Across the UK employment is growing and the projected deficit this year is expected to be closer to £100 billion compared with £120 billion at the time of the 2013 budget. However, the Chancellor will be painfully aware that back in 2010 he was forecasting a deficit of £60 billion for the current year and while employment is increasing many of the jobs are either part time or people are under-employed compared with their educational and skill levels.
The Chancellor will also be aware that to achieve his deficit reduction plans additional cuts in public spending will have to take place up to at least 2018-19. In its recent report to the Welsh Local Government Association the Institute for Fiscal Studies spelt out what this meant for local authority budgets in Wales.
No doubt there will continue to be a vigorous debate as to whether the strategy of the Chancellor has been vindicated. Back in 2010 two of his key objectives were maintaining the UK’s triple A credit rating and dealing with the deficit. He failed with respect to the credit rating, although in practice that has had little deleterious effect either on the economy or on the cost of public borrowing.
Reducing the deficit is way behind plan, which many critics expected, due to the impact of austerity both on the tax take and on increased public spending on benefits for the unemployed. As Laurence Summers of Harvard has pointed out the Chancellor’s plans have exacted a terrible price in terms of unemployment and loss of productive capacity.

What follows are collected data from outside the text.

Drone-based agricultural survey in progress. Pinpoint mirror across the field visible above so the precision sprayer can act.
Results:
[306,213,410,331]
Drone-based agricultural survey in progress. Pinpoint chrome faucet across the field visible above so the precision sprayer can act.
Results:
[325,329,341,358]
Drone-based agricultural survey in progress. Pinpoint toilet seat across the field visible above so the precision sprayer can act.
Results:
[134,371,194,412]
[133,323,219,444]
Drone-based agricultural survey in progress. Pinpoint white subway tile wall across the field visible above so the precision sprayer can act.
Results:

A key domestic concern is how much productive capacity has been lost permanently as a result of the recession. In the normal economic cycle negative growth for a year to eighteen months is followed by a bounce back resulting in above trend growth. Such higher growth is easily achieved, because those on short time working can revert to full time working and because the short term unemployed have retained their skills and can rapidly resume employment.

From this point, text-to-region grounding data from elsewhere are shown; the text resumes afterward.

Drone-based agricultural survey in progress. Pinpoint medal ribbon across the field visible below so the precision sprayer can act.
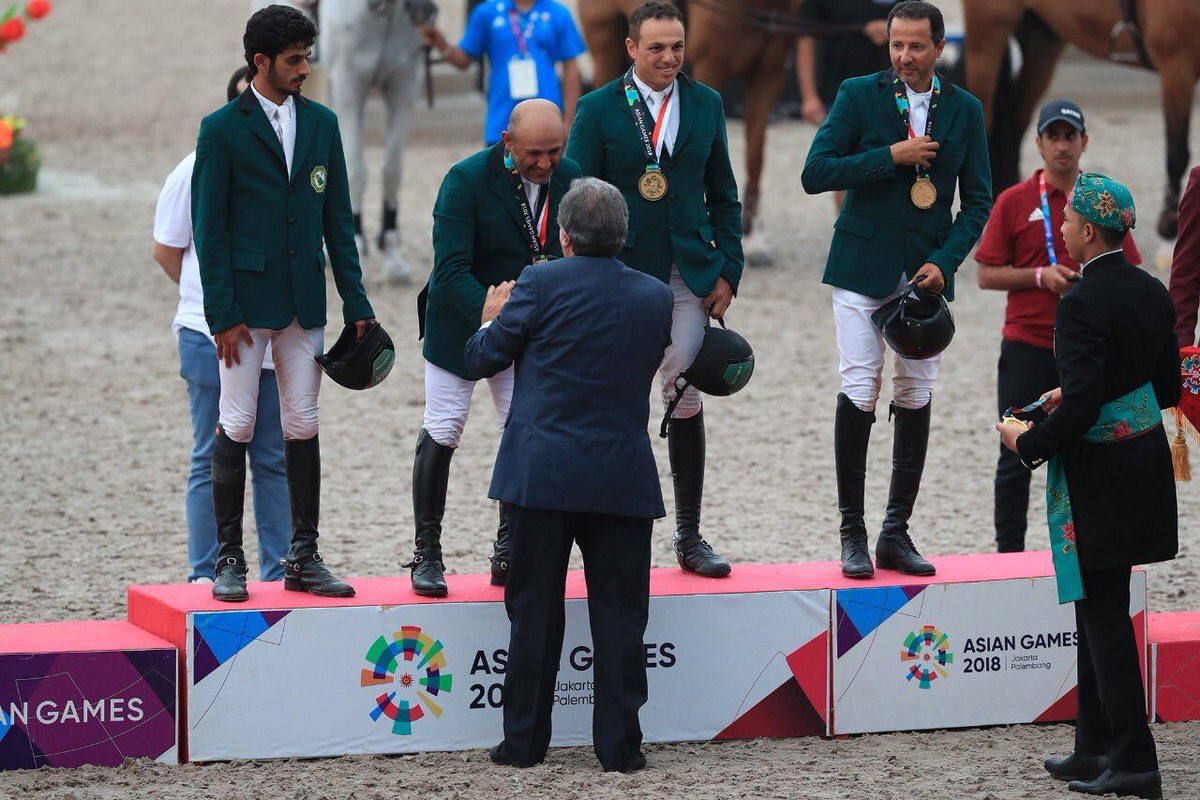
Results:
[504,152,550,263]
[509,8,536,59]
[892,72,942,178]
[624,67,674,169]
[1038,170,1058,265]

The length of the current recession may well mean that many of these skills have been lost for ever, production lines have been scrapped and a rapid bounce back will not be possible. There are already reports of manufacturing industry being held back by skills shortages. This is one of the reasons that the Ofice of Budget Responsiubility has overridden its economic model forecasts and has been very cautious in estimating future growth. It fears that skills and manufacturing capacity may have been permanently lost.
Other domestic concerns that have not been satisfactorily addressed include risks in the banking sector and private indebtedness. The current government has been slow to tackle these issues and the City of London appears to have reverted to business as usual notwithstanding recent scandals including the fixing of Libor and alleged malpractice in the foreign exchange markets. It has taken amendments tabled in the House of Lords to oblige the UK Government to introduce leverage limits on banks and the licensing of bankers.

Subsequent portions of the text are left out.